Showing and selling the goods on a four- or five-inch screen has been an ongoing challenge as shoppers move to mobile even more rapidly than retailers can keep up. But a new study of 1,000 smartphone and tablet shoppers by Equation Research on behalf of Mobiquity showed that some brick-and-mortar brands are already getting high marks from consumers.
When asked to rate their mobile shopping experience overall, consumers ranked Apple a clear favorite, with 51% calling the experience very satisfactory and 39% considering it satisfactory. Best Buy and Kohl's also saw 90% of respondents ticking off one of the top two boxes. Target, Walmart and CVS were right behind with 89% satisfaction ratings.
Walmart is the most frequently visited major retail site both on smartphones and tablets, the study found, with a little less than a third of all mobile users visiting its sites or apps. On smartphones, Target (22%), Best Buy (21%), Apple (15%) and The Home Depot (15%) are the next most-visited brands. On tablets the mix of retailers is about the same, but the overall share of tablet users visiting their respective sites is higher: Walmart (32%), Best Buy (29%), Target (28%), Apple (25%), and the Home Depot (20%).
Walmart is again the leader in mobile purchases, with 23% of shoppers on a smartphone and 24% on a tablet saying they have made a mobile purchase from the retailer. The path to purchase, however, is more complex than simply tapping a mobile buy button, and it underscores how mobile shopping does not necessarily translate into mobile buying. Thirty-two percent of mobile shoppers who made a purchase did so in the physical retail store after browsing on their phone, 27% on the smartphone, 20% on a tablet and 19% on the desktop Web site. Tablets proved to be a more direct path, with 33% of T-shoppers completing the purchase on that platform and only 27% going to the store.
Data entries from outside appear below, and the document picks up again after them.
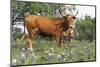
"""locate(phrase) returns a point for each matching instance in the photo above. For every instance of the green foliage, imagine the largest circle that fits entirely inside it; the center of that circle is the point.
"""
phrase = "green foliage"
(42, 47)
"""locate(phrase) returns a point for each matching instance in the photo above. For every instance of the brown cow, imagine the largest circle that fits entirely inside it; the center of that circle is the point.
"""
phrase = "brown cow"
(47, 26)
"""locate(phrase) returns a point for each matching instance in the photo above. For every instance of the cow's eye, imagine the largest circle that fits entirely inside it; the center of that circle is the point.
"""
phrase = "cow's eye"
(74, 17)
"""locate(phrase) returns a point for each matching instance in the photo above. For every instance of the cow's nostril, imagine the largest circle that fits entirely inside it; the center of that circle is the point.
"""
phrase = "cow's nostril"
(74, 17)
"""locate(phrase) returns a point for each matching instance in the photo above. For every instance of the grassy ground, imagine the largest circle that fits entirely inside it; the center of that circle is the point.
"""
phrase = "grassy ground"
(48, 52)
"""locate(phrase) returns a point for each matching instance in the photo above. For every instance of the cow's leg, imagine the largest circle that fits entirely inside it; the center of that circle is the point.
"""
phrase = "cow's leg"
(58, 39)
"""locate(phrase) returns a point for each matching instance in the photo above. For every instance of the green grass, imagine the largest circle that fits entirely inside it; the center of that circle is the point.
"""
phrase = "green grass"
(42, 47)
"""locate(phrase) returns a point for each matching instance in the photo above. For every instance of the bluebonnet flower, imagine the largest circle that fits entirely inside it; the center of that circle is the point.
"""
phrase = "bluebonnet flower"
(22, 58)
(14, 62)
(23, 49)
(85, 50)
(61, 57)
(32, 58)
(50, 56)
(72, 51)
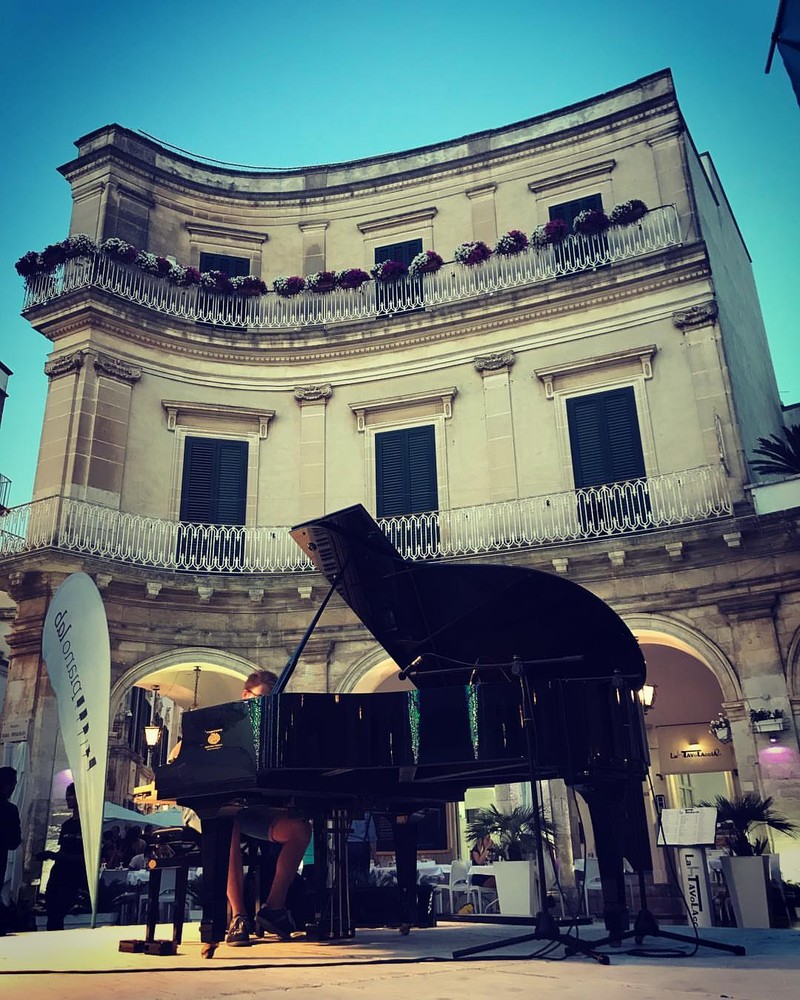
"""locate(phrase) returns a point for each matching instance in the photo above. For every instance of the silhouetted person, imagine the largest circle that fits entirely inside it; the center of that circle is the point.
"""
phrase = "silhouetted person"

Conversely, the study suggests that the “showrooming” phenomenon is quite real, with 41% of shoppers saying they made a purchase on their devices after shopping in the store. Almost a third of those mobile buyers said they did so mainly for a better price.
There is a price to be paid for getting m-shopping experiences wrong, consumers say. Users are noticing. Among those who were dissatisfied with mobile shopping experiences, 50% cited slow load times in their mobile app, 65% at the mobile site, 67% from their tablet app and 45% from their tablet site. About a third of dissatisfied customers cited poor navigation across platforms, although tablets were singled out for that problem by 39%. Also problematic for tablets was a checkout problem, where 57% of unhappy customers located the problem.
Mobiquity has released the full study in the form of an infographic.